Le mutazioni continuano nei grandi dipinti di Solange Pessoa e nei tavoli da laboratorio di Candice Lin in cui materiali organici attraversano varie fasi trasformative. “Una foglia, una zucca, un guscio, una rete, una borsa, una bisaccia, una bottiglia, una pentola, una scatola, un contenitore” (citazione da Ursula K. Le Guin, autrice di fantascienza) è la quarta capsula temporale, in Arsenale, che intende fornire una chiave di lettura alternativa della storia dell’uomo, in cui gli atti di raccolta e cura, prettamente femminili, si affermano come essenziali rispetto a quelli di caccia e cattura.
Infine, la capsula “La seduzione del Cyborg” apre un percorso in cui viene presentata la storia dell’integrazione, reale e fantascientifica, del corpo umano con la tecnologia. Ripercorriamo le tappe delle scenografie Dada e Bauhaus, sempre attraverso uno sguardo femminile (Karla Grosh e la fotografa Bauhaus Maria Brandt, e ancora la futurista Alexandra Exter).
Qui spicca l’installazione di Rebecca Horn, tra le artiste donne che hanno forgiato il linguaggio della time-based art attraverso l’ibridazione della tecnologia con il suo stesso corpo. Due bracci meccanici giganti percorsi da una scarica elettrica fanno avvicinare e allontanare due corna di rinoceronte, imitando il movimento in due tempi del funzionamento del corpo umano (il respiro, il cammino, il battito cardiaco).

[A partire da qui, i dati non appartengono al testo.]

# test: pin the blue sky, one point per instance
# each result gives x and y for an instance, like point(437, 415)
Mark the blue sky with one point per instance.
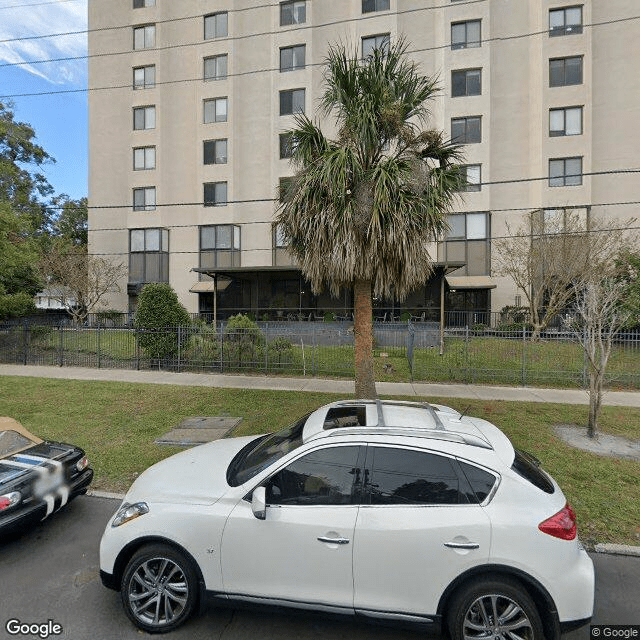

Entità in trasformazione con sembianze zoomorfe sono protagoniste nelle colorate e sinuose sculture di Teresa Solar e Marguerite Humeau, come anche nel lavoro della giovane Mire Lee, in cui macchine gigantesche imitano funzioni vitali, facendo colare sostanze liquide e suggerendo una costante mutazione.
Tra i ventisei artisti italiani, all’Arsenale spicca Elisa Giardina Papa con il video “U Scantu”: a disorderly Tale (2021), in cui rilegge il mito siciliano delle “donne di fora” in chiave contemporanea, mescolandolo ricordi d’infanzia e vicende dell’Inquisizione. Queste streghe, o fate, esseri femminili ma anche maschili, umane e animali, bellissime e pericolose, sono presentate da Elisa Giardina Papa attraverso i volti delle “tuners”, adolescenti che guidano biciclette modificate con potenti sound systems nella Sicilia occidentale.
E’ il nostro corpo umano, nella grande maggioranza dei lavori, il protagonista: esplorato nella sua caducità, sessualità, sensualità e funzionalità, accostato al mito, alla storia, al robot e infine alla natura, esso esce dalla Biennale certamente affaticato ma riscoperto.
“The Milk of Dreams” propone un ripensamento della centralità dell’uomo (inteso sia come specie che come genere) nella storia dell’arte e della cultura contemporanea, per mezzo di atti di coraggio, di fantasia e di trasformazione. Come dichiarato dalla Alemani: “Dobbiamo riflettere ulteriormente sulla storia e su chi ha fatto parte di quella storia e chi è stato escluso”.